Dans les Bouches-du-Rhône, un accord-cadre prépare quatre ans de réparations sur les routes départementales, voiries portuaires et pistes cyclables.

Route départementale en réparation

Une route départementale qui se fissure, une piste cyclable au revêtement fatigué, un marquage qui disparaît à l’approche d’un carrefour: dans les Bouches-du-Rhône, la mobilité se joue aussi là, loin des grands projets et tout près des trajets quotidiens.

Le Conseil départemental vient de relancer l’outil qui sert à traiter ces réparations au fil des besoins. Un avis publié le 27 mai 2026 porte sur les grosses réparations et les aménagements routiers des voiries départementales, des voiries portuaires et des pistes cyclables. Les opérations concernées iront de 300 000 à 3 millions d’euros hors taxes.

Le marché est découpé en trois zones: l’arrondissement d’Aix-en-Provence, l’arrondissement d’Arles, et l’ensemble Marseille-Étang de Berre. Il pourra couvrir des renforcements de chaussées, des reprises de voirie, des aménagements de sécurité, d’accessibilité, d’équipements ou encore la création et la réhabilitation de pistes cyclables. Les offres sont attendues avant le 30 juin.

Le point important tient au mécanisme. Cet accord-cadre ne donne pas encore la liste des routes qui seront reprises. Il permet au Département de commander ensuite des travaux, secteur par secteur, selon l’état du réseau et les priorités techniques. Sa valeur estimée atteint 49,4 millions d’euros hors taxes, avec un plafond maximal de 180 millions d’euros sur quatre ans. Ce plafond n’est pas une dépense annoncée: c’est la limite jusqu’à laquelle les commandes pourront aller.

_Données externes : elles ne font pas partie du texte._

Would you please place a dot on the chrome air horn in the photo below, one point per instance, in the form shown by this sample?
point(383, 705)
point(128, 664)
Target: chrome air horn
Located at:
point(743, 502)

L’échelle donne la mesure du sujet. Le Département indique gérer plus de 3 000 kilomètres de routes départementales et 1 600 ouvrages d’art. Son budget 2026 prévoit aussi 114,9 millions d’euros d’investissement pour les routes et les mobilités. À cette taille, une reprise d’enrobé peut concerner un accès à une zone d’activité, une liaison entre communes, une route touristique, un itinéraire cyclable ou les abords d’un port.

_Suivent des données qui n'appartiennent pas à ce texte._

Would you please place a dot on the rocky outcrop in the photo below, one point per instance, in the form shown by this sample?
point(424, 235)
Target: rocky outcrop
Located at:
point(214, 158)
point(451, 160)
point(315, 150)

Le sujet reste distinct du récent marché consacré aux ports départementaux. Ici, les ports ne sont qu’un des morceaux du réseau. Le cœur du dossier est plus ordinaire: tenir les routes, adapter les usages, réparer avant que l’usure n’impose le calendrier.

La pression dépasse le département, mais elle se voit très bien ici. En France, les Départements gèrent près de 380 000 kilomètres de routes. Ils doivent désormais composer avec le vieillissement des chaussées, les ouvrages à surveiller, les attentes cyclables, les trafics locaux et les épisodes météo qui abîment plus vite les revêtements. Dans les Bouches-du-Rhône, cette tension prend la forme d’un contrat très concret: trois zones, des entreprises à retenir, puis des chantiers qui apparaîtront au bord des routes.

Pour les habitants, la suite ne viendra donc pas sous la forme d’une grande carte promise d’un seul coup. Elle se verra plus simplement: un panneau de chantier, une chaussée rabotée, une piste reprise, une circulation alternée, puis une route qui ne fait plus parler d’elle. C’est parfois le meilleur résultat qu’on puisse demander à du bitume.